大宮の鉄道博物館は、東京駅から京浜東北線で約三十分。ニューシャトルに乗り換えて一駅。

 直人と早川は開館と同時に入館した。平日の朝、館内は修学旅行の小学生と鉄道マニアがまばらにいる程度だ。

「目当ては御料車だ。展示の場所を確認する」

 館内マップで御料車の展示位置を確認し、二階の歴史ゾーンに向かった。

 御料車は、薄暗い照明の中にガラス越しに展示されていた。一号御料車。一八七六年(明治九年)製造。日本初の天皇専用車両。外装は黒漆塗り。内装は西洋風の木工細工。壁面に精巧な木象嵌もくぞうがんのパネルが施されている。

 直人はガラスに顔を近づけた。修復士の目で内装を観察する。

 木象嵌。異なる色の木材を組み合わせて、絵や模様を作る技法。この御料車の木象嵌は、明治期の日本の木工技術の最高峰だ。

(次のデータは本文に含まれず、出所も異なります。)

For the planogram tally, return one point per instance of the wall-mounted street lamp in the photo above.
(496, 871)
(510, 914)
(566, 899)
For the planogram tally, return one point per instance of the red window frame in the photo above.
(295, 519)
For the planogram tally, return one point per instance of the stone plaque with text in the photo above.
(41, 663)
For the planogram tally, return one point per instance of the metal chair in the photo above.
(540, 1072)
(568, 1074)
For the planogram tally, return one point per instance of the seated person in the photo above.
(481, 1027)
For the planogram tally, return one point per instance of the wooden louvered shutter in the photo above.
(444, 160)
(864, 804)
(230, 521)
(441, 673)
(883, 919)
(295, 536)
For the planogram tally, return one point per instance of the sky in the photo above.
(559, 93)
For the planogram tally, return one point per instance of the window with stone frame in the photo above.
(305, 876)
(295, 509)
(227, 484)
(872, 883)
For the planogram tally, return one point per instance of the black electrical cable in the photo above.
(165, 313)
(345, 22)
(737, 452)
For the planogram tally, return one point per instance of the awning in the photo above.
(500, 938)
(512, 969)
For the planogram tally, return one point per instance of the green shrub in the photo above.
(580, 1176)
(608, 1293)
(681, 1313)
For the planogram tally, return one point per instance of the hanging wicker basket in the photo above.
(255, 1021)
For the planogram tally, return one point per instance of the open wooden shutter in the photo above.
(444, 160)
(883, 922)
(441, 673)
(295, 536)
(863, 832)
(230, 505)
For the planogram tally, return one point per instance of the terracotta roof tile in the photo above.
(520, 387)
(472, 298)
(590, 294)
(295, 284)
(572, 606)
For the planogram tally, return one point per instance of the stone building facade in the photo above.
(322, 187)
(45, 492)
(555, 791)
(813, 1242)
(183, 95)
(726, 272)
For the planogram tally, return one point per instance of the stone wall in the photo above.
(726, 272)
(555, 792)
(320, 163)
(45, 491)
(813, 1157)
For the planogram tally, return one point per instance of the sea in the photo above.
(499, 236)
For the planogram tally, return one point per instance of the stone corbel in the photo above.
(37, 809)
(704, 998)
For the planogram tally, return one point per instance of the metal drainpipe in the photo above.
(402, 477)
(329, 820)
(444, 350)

桜、松、富士山。精緻な花弁の一枚一枚まで、異なる木材で表現されている。

「綺麗っすね。——で、何を探すんすか」

「祖父のノートには『御料車。確認せよ』としか書いていない。何を確認すべきかは分からない。だが祖父は修復士だ。修復士が確認すべきことは一つ——異常がないか、だ」

「異常って?」

「本来あるべき姿と違う部分。修復の痕跡。後から手が加えられた形跡。——修復士はそれを見つけるのが仕事だ」

 直人はガラス越しに木象嵌のパネルを凝視した。桜の花。花弁は五枚。配置は自然な散らし模様——に見える。だが直人の目には、わずかな違和感があった。

「花弁の配置がおかしい」

「え? 普通に見えるっすけど」

「普通に見える。だが散らし模様にしては規則的すぎる。自然な散らしなら、花弁の向きや大きさにもっとバラつきがある。これは——計算された配置だ。散らし模様に見せかけた、規則的な配列」

 直人はスマートフォンで木象嵌のパネルを撮影した。ガラス越しなので反射が入るが、花弁の位置は記録できる。

「早川。この花弁の位置を座標化できるか」

「パネルの写真から花弁の中心座標を抽出する? 画像認識でいけるっすよ。——ただ、ガラスの反射がノイズになる。もっとクリアな画像が欲しい」

「ガラスを取り除くことはできない。展示品だ」

「偏光フィルターっすよ。カメラに偏光フィルター付ければ、ガラスの反射を消せる。——持ってきてないけど」

 直人は考えた。偏光フィルター。あるいは——もっと直接的な方法。

「博物館の学芸員に接触できないか。展示品の詳細な写真記録があるはずだ。修復士として、技術的な質問をする形なら——」

「それ、門前払いのパターンじゃないすか。書陵部でやられたのと同じ」

「書陵部とは事情が違う。鉄道博物館は一般の博物館だ。学芸員への質問は受け付けている」

 直人は受付に戻り、学芸員との面談を申し込んだ。文化財修復士の名刺を出し、「御料車の木象嵌技法について、修復学的な観点から質問がある」と伝えた。

 二十分ほど待つと、若い男性の学芸員が出てきた。三十代。眼鏡。穏やかな表情。

「文化財修復士の方ですか。御料車の木象嵌にご興味が?」

「はい。明治期の木象嵌技法を調査しています。御料車のパネルの高解像度写真があれば、拝見させていただきたいのですが」

「写真でしたら、データベースにあります。閲覧室でお見せできますよ」

 あっさりと通った。学芸員の好意と、「修復士」という肩書きの力だ。

 閲覧室で、学芸員がPCの画面に高解像度の写真を表示した。御料車の内装。木象嵌パネルの接写。花弁の一枚一枚が、繊維の方向まで見える解像度。

 直人は写真を凝視した。早川が隣で、自分のノートPCに写真のスクリーンショットを取ろうとしたが、直人が目で止めた。博物館のデータを無断でコピーするわけにはいかない。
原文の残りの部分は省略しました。